Via Facebook, people, responding to a delightfully open-ended, non-directive question (What’s on your mind?), typically share with family and friends and cyber-kinships latest news, meditative musings, and flash, succinctly-expressed observations of life in this world. Not quite so with blog posts. There, often, writers pose a real-world problem or issue (something nearly universal; the sort of thing that sizable numbers of folk encounter), present a position, provide (putting their best proverbial feet forward) a rational perspective, and speak from a salient standpoint or newfound insight (sometimes so novel that one’s readers guffaw with a gladsome “Aha!”, a contemplative “Hmmm,” or if, when the viewpoint is not so fresh, innovative, or unique, then with an “OK, that’s not the worst or most insubstantial thing I’ve ever read”).
At least this is what I think bloggers are doing. And in this, we’re supposed to have our “stuff” together (or so I thought). Except when we…I don’t.
Today, I write because I need to write, to share, as much for myself as for anyone, my disquieting lack of clarity.
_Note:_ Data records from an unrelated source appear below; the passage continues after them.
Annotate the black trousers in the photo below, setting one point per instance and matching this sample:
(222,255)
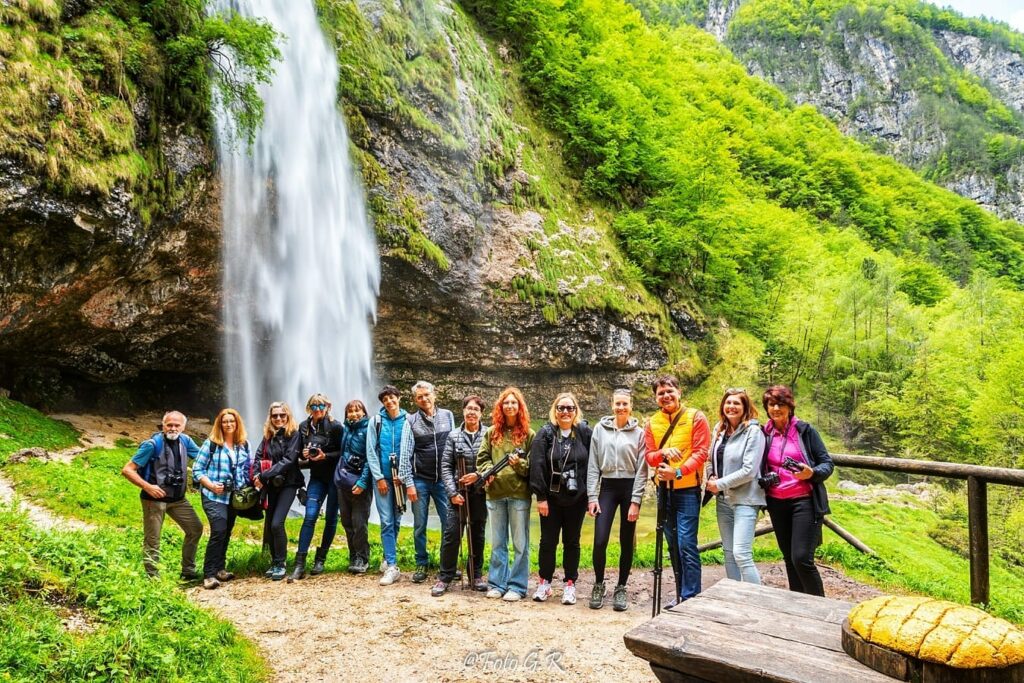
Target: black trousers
(279,503)
(476,510)
(615,495)
(354,512)
(798,530)
(221,517)
(566,521)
My mother, Lolita, her name (despite the readily instant association with the 1955 Vladimir Nabokov novel of the same title that scandalized my mother!), from the Spanish, meaning suffering (how sadly fitting), is a long-lived Alzheimer’s disease patient. First diagnosed in March 1996, her trek, to coin another literary phrase, though one dealing with different sets of maladies, though, too, one highlighting the often daily repetitious downward spirals of human living, in Eugene O’Neill’s words, has been a long day’s journey into night.
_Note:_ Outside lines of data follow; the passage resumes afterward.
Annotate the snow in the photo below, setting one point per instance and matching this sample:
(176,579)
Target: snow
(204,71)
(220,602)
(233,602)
In mid-October, I enrolled my mother in hospice. The admissions officer was compassionate, listening sympathetically to my concerns, comforting me in my anguish, and competent, explaining with kindly attention and care the procedures and protocols.
Yesterday, at the end of a lengthy conversation with the hospice nurse – considering that the daily nutrients provided via my mother’s feeding apparatus were keeping her body alive and believing (truly, having known for quite the while) that she never would resume sentient consciousness, which would be her definition of “quality of life” – I inquired about removing the G(gastric)-tube. With so much to contemplate, the information-gathering consultation is scheduled for early next week.
Informing the owner and the primary caregiver of my mother’s assisted living residence, I was apprised of the latter’s strong objections to any action that would lead to the termination of my mother’s life. “I am a Christian,” she said, “and only God can give life and take life.”
Amid a swirl of conflicted thoughts and feelings, none accessorized with easy-to-operate instructions or ready resolutions, I, whose “stuff” is not together, ponder what is next. I, too, a Christian, pray for goodly, Godly guidance.